For those of you new to shooting, there is about as much variety in handguns as there is in cars. And since people come in all different sizes, shapes, and dispositions, the gun(s) that I like may not suit you at all. But I can give you some general guidelines that will help you shop for your (next) gun.

Most importantly, the gun needs to fit your hand. If you have really short fingers, a Glock 19 (which is a very nice, dependable handgun that I like a lot) might not work for you. If you have really large, meaty hands, you might have trouble getting the right grip on a Bersa Thunder or a Lady Smith.

Second consideration is how well you can shoot the gun. If it has too much recoil, or the trigger is too stiff (or not stiff enough) for you, or the grip isn’t right, then you probably aren’t going to shoot well with it.

Third consideration is how easy and comfortable it is to carry concealed. A Desert Eagle or a Ruger CP100 with a 6-inch barrel might be tough to conceal — or maybe not, if you are a fairly large person who customarily wears baggy clothes.

Next comes stopping power. Typically, the larger the caliber, the more stopping power, but there is more to it than that. For instance, a .380, a .38, a 9mm, and .357 are all really the same caliber, but they vary dramatically in stopping power (and recoil).

But everything is a tradeoff. The hand-cannon you left at home because you can’t comfortably conceal it isn’t going to do you much good, and the “mouse-gun” you have with you is certainly more useful. Likewise, the “mouse-gun” you can shoot accurately is going to be worth more to you than the hand-cannon that hurts your hand every time you fire it, causing you to shoot poorly.

If your primary need for a firearm is to protect your home, then the best choice probably isn’t even a handgun. For most people, the best all-around home-defense firearm is a shotgun.
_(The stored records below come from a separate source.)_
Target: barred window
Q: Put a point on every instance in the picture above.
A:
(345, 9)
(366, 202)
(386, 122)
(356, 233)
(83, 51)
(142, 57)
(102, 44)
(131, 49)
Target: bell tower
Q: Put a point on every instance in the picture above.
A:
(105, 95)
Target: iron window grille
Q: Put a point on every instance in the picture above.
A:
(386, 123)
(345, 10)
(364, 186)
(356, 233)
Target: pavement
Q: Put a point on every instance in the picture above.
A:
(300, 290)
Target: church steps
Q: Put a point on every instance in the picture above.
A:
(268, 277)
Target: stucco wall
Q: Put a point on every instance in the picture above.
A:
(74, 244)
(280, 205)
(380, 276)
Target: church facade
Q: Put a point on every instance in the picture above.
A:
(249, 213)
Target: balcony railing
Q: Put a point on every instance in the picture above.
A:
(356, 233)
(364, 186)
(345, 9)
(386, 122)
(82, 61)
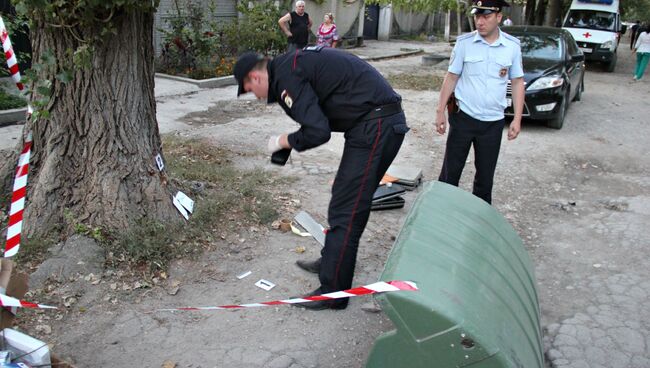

But back to handguns… Choosing a handgun can be tough, and I was recently at the Bullet Trap (one of the two remaining dedicated gun stores in Plano), and I learned of a program they have that may be the answer. For $150, they will let you shoot 16 different handguns under the supervision of an instructor. $150 is a drop in the bucket, and can give you the knowledge and experience to avoid much more costly mistakes. Oh, and by the way, if you take advantage of that program, please tell them I sent you. They won’t give me anything for that — I just want them to realize that one of their competitors is sending them business, and I get a little kick knowing that it actually irritates them a bit that they are getting that referral from someone who runs a highly-regarded CHL class that costs substantially less than theirs. For a little extra kick, ask them if their CHL course fee includes digital fingerprints (mine does).

If you are not from around Plano, Texas, then you might want to do some phone-shopping to see if you can find a similar deal in your area.

One of these days, when I have 16-20 different handguns to demo, I might compete with them on that, too.

P.S. When you pick out the two or three guns you like best, shop around for the best price. The Bullet Trap has some competition there, too. Two that come to mind are Gun Masters, and Academy Sporting Goods.